# Which is better?



## ESA1178 (Dec 3, 2011)

Attaching cable along the mast using standoffs?

Or running the cable through the middle of the mast?

Does running it through the middle effect reception?

Thanks a bunch for your input...

Mark


----------



## Jim5506 (Jun 7, 2004)

If you are talking about coaxial cable, like RG-6, I usually just tape it securely to the mast. It's shielded so the inner conductor doesnt know the mast is there.

As for running it down the center of the mast, it might chafe at the entry point due to no support for the length of the mast.


----------



## donebu (Sep 24, 2011)

I used zip ties or cable ties to attach my RG6 to the mast and tower but the cable ties deteriorated and the cable came loose. I used UV resistant cable ties to replace them as high as I could reach, but is there something better to use to attach RG6 coax cable?


----------



## P Smith (Jul 25, 2002)

copper or aluminum pieces of wire


----------



## Junkbarman (Apr 22, 2010)

P Smith said:


> copper or aluminum pieces of wire


should be careful doing this, as you don't want to damage the cable or "dent it"..


----------



## P Smith (Jul 25, 2002)

now you can find flat plastic with a wire inside, like we're getting the 'ties' in boxes with gadgets


----------



## kenglish (Oct 2, 2004)

I usually wrap one or two turns of black electrical tape around the mast, then lay the coax against that, and make about two or three more turns of the tape.
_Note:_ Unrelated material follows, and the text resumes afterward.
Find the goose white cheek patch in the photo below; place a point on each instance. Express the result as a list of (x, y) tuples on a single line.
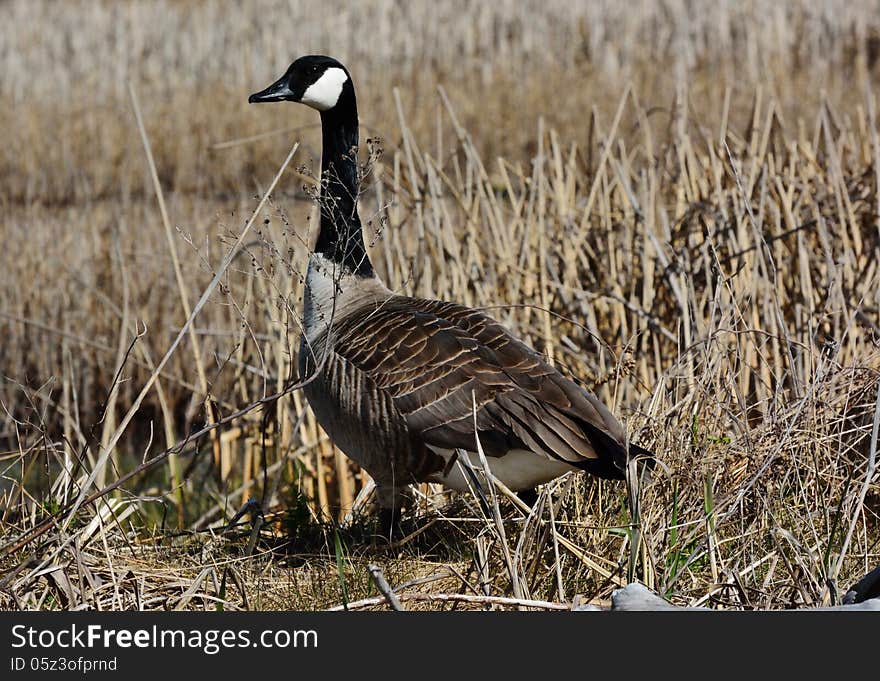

This pads the cable a little bit, and allows me to then use a black (UV-resistant) cable tie over the whole thing. The outer layers of tape keep the cable-tie from putting too much pressure at one spot on the cable, which would deform it and cause a reflection in the signal.


----------



## ionamartin123 (Jun 2, 2013)

Cable or copperwire is better.


----------



## n3ntj (Dec 18, 2006)

I agree.. using quad-shielded RG-6, simply tie-wrap (using ones designed for exterior use) the coax along the exterior of the mast is best. Running the coax down the inside of the mast may lead to damage of the coax over time,


----------



## Jim5506 (Jun 7, 2004)

The only problem I see with twist ties or zip ties is their small contact area with the cable, in order to secure the cable you might over tighten them and crimp the coax, causing a series of places along the cable that have resistance chokes and really hurt your signal.

My preference is black electrical tape, a couple of wraps around the pole then a couple of wraps around the pole with the coax.


----------



## P Smith (Jul 25, 2002)

I've seen plastic [black] half-tubes, these leftovers after installing door cases. Should works as guards against deforming the coax cable by zip ties.


----------